As with search trees, tries are data structures composed of nodes that contain links that are either null or references to other nodes. Each node is pointed to by just one other node, which is called its parent (except for one node, the root, which has no nodes pointing to it), and each node has R links, where R is the alphabet size. Often, tries have a substantial number of null links, so when we draw a trie, we typically omit null links. Although links point to nodes, we can view each link as pointing to a trie, the trie whose root is the referenced node. Each link corresponds to a character value—since each link points to exactly one node, we label each node with the character value corresponding to the link that points to it (except for the root, which has no link pointing to it). Each node also has a corresponding value, which may be null or the value associated with one of the string keys in the symbol table. Specifically, we store the value associated with each key in the node corresponding to its last character.
Substring Search
Brute-force substring search
An obvious method for substring search is to check, for each possible position in the text at which the pattern could match, whether it does in fact match.
public static int search(String pat, String txt) {
int M = pat.length();
int N = txt.length();
for (int i = 0; i <= N - M; i++) {
int j;
for (j = 0; j < M; j++)
if (txt.charAt(i + j) != pat.charAt(j))
break;
if (j == M)
return i; // found
}
return N; // not found
}
Knuth-Morris-Pratt substring search
The basic idea behind the algorithm discovered by Knuth, Morris, and Pratt is this: whenever we detect a mismatch, we already know some of the characters in the text (since they matched the pattern characters prior to the mismatch). We can take advantage of this information to avoid backing up the text pointer over all those known characters.
Rabin-Karp fingerprint search
The method developed by M. O. Rabin and R. A. Karp is a completely different approach to substring search that is based on hashing.
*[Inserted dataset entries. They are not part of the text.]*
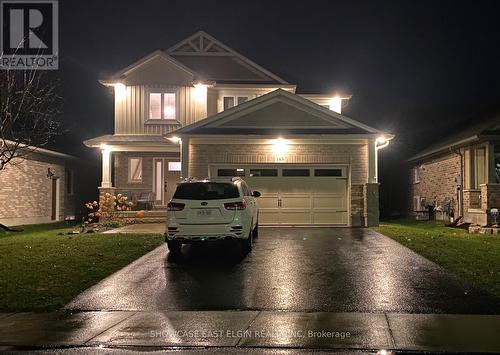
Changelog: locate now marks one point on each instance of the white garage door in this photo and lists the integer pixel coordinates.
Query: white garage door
(295, 194)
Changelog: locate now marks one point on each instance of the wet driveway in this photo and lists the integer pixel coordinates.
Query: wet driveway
(293, 269)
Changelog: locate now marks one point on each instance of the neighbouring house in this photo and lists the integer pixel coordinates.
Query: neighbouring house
(200, 109)
(39, 188)
(459, 176)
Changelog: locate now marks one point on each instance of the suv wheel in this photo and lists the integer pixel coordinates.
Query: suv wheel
(174, 247)
(247, 244)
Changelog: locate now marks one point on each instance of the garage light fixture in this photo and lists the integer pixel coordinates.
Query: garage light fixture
(175, 139)
(200, 92)
(381, 142)
(104, 147)
(335, 104)
(280, 146)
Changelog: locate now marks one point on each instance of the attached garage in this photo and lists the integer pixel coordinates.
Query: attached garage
(295, 194)
(313, 166)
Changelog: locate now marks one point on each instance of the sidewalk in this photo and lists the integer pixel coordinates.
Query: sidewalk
(360, 331)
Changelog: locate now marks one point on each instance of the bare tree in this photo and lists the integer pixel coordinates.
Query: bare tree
(30, 106)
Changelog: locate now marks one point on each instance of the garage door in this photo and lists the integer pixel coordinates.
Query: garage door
(294, 194)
We compute a hash function for the pattern and then look for a match by using the same hash function for each possible M
-character substring of the text. If we find a text substring with the same hash value as the pattern, we can check for a match. This process is equivalent to storing the pattern in a hash table, then doing a search for each substring of the text, but we do not need to reserve the memory for the hash table because it would have just one entry. A straightforward implementation based on this description would be much slower than a brute-force search (since computing a hash function that involves every character is likely to be much more expensive than just comparing characters), but Rabin and Karp showed that it is easy to compute hash functions for M
-character substrings in constant
time (after some preprocessing), which leads to a linear
-time substring search in practical situations.